I have a Ruby executable (it's a bundler binstub) which starts with
#!/usr/bin/env ruby
On my server I have Ruby 193 installed via RVM.
$ which ruby
-> /home/dtuite/.rvm/rubies/ruby-1.9.3-p0/bin/ruby
On my local machine, I also have Ruby installed via RVM, but in a different location (obviously!)
$ which ruby
-> /Users/davidtuite/.rvm/rubies/ruby-1.9.3-p0/bin/ruby
When I try to run this executable on the server I get an error
/usr/bin/env: ruby: No such file or directory
Is there a way I can reference the locally available ruby in the hash-bang so that the same script will execute on both the server and the local machine?
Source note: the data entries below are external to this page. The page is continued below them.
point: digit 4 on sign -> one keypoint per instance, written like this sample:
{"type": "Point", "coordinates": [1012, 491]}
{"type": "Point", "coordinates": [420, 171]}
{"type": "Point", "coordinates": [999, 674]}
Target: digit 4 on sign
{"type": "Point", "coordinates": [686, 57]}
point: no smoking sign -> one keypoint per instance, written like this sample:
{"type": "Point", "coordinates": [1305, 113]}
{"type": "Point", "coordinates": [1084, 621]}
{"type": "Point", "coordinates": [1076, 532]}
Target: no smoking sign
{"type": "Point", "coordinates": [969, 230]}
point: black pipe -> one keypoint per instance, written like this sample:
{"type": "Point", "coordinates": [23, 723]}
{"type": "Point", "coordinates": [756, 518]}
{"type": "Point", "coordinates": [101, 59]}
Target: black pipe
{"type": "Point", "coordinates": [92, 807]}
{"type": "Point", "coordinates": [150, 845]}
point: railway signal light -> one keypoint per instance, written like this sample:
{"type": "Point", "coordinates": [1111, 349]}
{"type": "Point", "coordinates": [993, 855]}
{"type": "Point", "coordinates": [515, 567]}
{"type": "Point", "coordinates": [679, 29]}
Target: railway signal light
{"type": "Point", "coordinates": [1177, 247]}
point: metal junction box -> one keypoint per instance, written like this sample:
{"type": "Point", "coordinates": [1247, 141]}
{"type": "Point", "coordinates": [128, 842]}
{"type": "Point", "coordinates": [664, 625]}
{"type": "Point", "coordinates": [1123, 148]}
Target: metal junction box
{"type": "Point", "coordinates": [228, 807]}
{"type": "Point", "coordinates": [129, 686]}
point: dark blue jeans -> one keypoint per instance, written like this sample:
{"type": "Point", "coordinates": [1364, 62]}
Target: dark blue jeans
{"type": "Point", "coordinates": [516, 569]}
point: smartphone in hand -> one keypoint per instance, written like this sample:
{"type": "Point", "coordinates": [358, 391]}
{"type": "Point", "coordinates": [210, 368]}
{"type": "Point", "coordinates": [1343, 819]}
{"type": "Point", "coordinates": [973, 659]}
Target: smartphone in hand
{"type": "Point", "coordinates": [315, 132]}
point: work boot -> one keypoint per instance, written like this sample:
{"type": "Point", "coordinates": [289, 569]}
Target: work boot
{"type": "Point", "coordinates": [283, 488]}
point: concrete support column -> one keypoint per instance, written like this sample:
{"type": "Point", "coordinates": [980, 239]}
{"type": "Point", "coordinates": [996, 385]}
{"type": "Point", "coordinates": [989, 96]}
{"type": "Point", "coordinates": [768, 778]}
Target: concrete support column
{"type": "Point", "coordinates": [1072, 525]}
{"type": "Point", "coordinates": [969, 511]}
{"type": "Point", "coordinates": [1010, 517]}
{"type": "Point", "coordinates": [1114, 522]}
The opening line is called a shebang because of the first two characters #! . This line provides the shell (in our case, bash) with the absolute path to the Ruby interpreter. If we were writing a script in another language, we'd provide the path to that interpreter instead.
#!/usr/bin/env ruby. ...uses the PATH to look up the location of the ruby executable. Because the path to the env executable is fully specified, this is a valid shebang line (which #! ruby is not).
Try rvm-auto-ruby
- it is explained in a somewhat different context in RVM's Textmate documentation.